Under normal operation, it will all work fine, but it doesn’t take much imagination to think of a failure that can break ACID. For example, if a partition is under-replicated and the leader suffers an unexpected power outage, a little data loss could occur and this breaks the integrity of the transaction. A correlated hard failure such as a power outage that affects all brokers could even result in commit/abort markers becoming lost in all replicas. You deploy Kafka in such a way as to minimise and hopefully eliminate these kinds of problems, but there’s still an element of asynchronous durability in the mix.
This becomes particularly important if there are other resources such as databases being coordinated with the messaging system. We need the level of transaction guarantee from both systems to match. The consistency and durability guarantees must apply equally for all resources. If one participant in a transaction is a bit forgetful after a failure, the transaction integrity is lost. This is why writing to the log synchronously is such a big deal when coordinating with other resources managers; it makes it clear what level of guarantee is being provided and that makes it easy to match it on all systems.

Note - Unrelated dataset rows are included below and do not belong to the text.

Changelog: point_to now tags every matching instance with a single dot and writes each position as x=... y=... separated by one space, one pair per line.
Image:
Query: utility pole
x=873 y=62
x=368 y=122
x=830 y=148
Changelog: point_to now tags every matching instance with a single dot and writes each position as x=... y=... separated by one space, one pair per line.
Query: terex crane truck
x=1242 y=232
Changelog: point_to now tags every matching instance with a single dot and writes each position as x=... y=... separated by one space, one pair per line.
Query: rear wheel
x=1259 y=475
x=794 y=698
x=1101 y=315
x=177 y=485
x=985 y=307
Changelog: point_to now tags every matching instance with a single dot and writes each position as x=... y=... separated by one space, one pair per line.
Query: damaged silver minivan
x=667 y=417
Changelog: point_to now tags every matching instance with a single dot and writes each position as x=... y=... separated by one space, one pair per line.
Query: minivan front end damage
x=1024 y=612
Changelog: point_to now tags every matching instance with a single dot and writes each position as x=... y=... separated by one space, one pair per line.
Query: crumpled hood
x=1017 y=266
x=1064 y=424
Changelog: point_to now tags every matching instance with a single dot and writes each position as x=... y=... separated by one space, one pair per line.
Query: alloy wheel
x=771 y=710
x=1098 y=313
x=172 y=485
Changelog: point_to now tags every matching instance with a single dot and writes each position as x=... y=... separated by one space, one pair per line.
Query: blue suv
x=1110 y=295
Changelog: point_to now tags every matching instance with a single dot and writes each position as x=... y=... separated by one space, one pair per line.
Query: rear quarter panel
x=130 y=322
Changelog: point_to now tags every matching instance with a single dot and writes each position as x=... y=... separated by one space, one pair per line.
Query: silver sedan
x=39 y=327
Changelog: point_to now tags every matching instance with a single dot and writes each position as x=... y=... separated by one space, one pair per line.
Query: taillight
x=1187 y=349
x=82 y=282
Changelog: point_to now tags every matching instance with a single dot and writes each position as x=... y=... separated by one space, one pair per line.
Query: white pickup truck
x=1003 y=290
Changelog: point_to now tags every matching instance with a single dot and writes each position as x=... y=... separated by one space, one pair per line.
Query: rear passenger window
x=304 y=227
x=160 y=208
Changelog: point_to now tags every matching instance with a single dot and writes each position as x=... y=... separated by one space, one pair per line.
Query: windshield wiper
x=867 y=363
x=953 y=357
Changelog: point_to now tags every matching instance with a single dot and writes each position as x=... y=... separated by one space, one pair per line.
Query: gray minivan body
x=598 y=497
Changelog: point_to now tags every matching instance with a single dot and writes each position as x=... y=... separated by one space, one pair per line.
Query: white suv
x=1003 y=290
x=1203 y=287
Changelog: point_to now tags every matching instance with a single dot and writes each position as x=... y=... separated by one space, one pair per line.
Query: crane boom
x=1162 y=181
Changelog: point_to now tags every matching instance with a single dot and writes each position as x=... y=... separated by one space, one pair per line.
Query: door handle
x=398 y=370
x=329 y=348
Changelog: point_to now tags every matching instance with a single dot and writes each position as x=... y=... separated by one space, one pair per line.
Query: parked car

Now you understand the difference between ACID transactions and Kafka exactly-once-semantics. You cannot just pick up a business application that uses transactions and get exactly the same results with Apache Kafka without looking carefully at the existing code, thinking about what fundamental guarantees you need for the different pieces, and designing its replacement very carefully. You can definitely build proper, rock-solid business applications, but the code that you write is likely to be very different. For example, you might choose to permit occasional message duplication so that you can safely retry, and that probably brings with it idempotent processing of the messages. Not exactly rocket science, but different. For stream processing applications using the Kafka Streams API, exactly-once semantics are in their sweet spot and make a lot of sense.
So, does Apache Kafka do ACID transactions? Absolutely not. No way. Can you get a similar effect? If you design your applications in the right way, yes. Does it matter? In many cases, not really, but when it does, you absolutely don’t want to get it wrong. Just take the time to understand the guarantees that you need to make your system reliable and choose accordingly.